Antes de entrar en el detalle de este pasaje, queremos indicar las líneas generales del argumento, pues los pormenores, bien que hermosos y provechosos en extremo, presentan ciertas dificultades de interpretación, y es importante que los consideremos en su debida perspectiva.
La clave de la interpretación se halla en el ya citado versículo 4 del salmo 110, y hemos de recordar que los judíos –fuesen o no cristianos– solían meditar y comentar este salmo juntamente con el cap. 14 del Génesis al que hace referencia. Los pasajes eran conocidos, pues, y el carácter mesiánico del salmo 110 era admitido, pero, ¿qué interpretación se había de dar a la divina declaración respecto al Mesías: «Tú eres sacerdote para siempre según el orden de Melquisedec». Si el Mesías había de ser el príncipe del pueblo, ¿cómo podría ser su sacerdote? Si había de levantarse otro sacerdote, ¿en qué lugar quedaría la familia de Aarón, a la que se había entregado el sacerdocio según los preceptos levíticos?
Ahora bien, estos hebreos habían reconocido a Jesús como Mesías, y el escritor les hace ver que la declaración jurada de Dios en el salmo 110 –escrita muchos siglos después del nombramiento de Aarón– indicaba claramente que el sacerdocio aarónico era temporal y parentético, habiendo de pasar al Cristo para el cumplimiento de sus conceptos fundamentales, al par que los elementos secundarios y materiales caducaban y cesaban de existir. Sobre la tierra los hijos de Aarón habían de ser los sacerdotes, pero en la esfera celestial y permanente el sacerdocio volvería al orden más antiguo y permanente de Melquisedec, reuniéndose otra vez las funciones de «Rey» y «Sacerdote» en la persona del Mesías, no importando ya que fuese éste de la tribu de Judá. No solo eso, sino que, en vista de la calidad de la Persona y la eficacia de la obra del Sacerdote Real, el nuevo sacerdocio no tendría que interrumpirse jamás, sino quedaría siempre en las manos del Hijo según las indicaciones sacadas del misterioso tipo de Melquisedec.
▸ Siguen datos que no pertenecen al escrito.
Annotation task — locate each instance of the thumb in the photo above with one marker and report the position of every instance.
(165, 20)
Por lo tanto podría salvar eternamente a quienes acudieran a Dios por su medio, llevando a cabo una obra mediadora eterna, perfectísima y sumamente eficaz, en marcado contraste con la flaqueza y la temporalidad del servicio de Aarón y de sus hijos. Se nota además que el cambio de sacerdocio implica también el cambio de la «ley», y más tarde se verá que todo el Pacto se renueva sobre una base permanente.
Antes de estudiar esta porción es importante que el estudiante se familiarice con la historia del encuentro de Abraham y Melquisedec tal como se relata en Gén. 14:17-24, notando el carácter obviamente histórico del incidente y la manera tan natural en que Abraham reconoce al sacerdote del Dios Altísimo (El Elyon), aceptando de sus manos el pan y el vino al par que le entrega los diezmos del botín tomado de los reyes.
No era «teofanía». En vista de las declaraciones del v. 3. «sin padre, sin madre, sin genealogía, que ni tiene principio de Días ni fin de vida, sino hecho semejante al Hijo de Dios», algunos han llegado a pensar que aquí no se trata de una persona humana, sino de una manifestación del «Ángel de Jehová» como en el capítulo 18 del Génesis, etc. La opinión es respetable, pero la presentación de Melquisedec a Abraham difiere en todo de la del «Ángel de Jehová» como también es diferente la manera en que Abraham trata con él. Además de lo cual, la última frase del mismo versículo 2 excluye por sí este concepto, pues dice que Melquisedec fue «hecho semejante al Hijo de Dios», y obviamente nadie puede ser «hecho» semejante a sí mismo. Del título, «el Hijo de Dios», hablaremos más abajo.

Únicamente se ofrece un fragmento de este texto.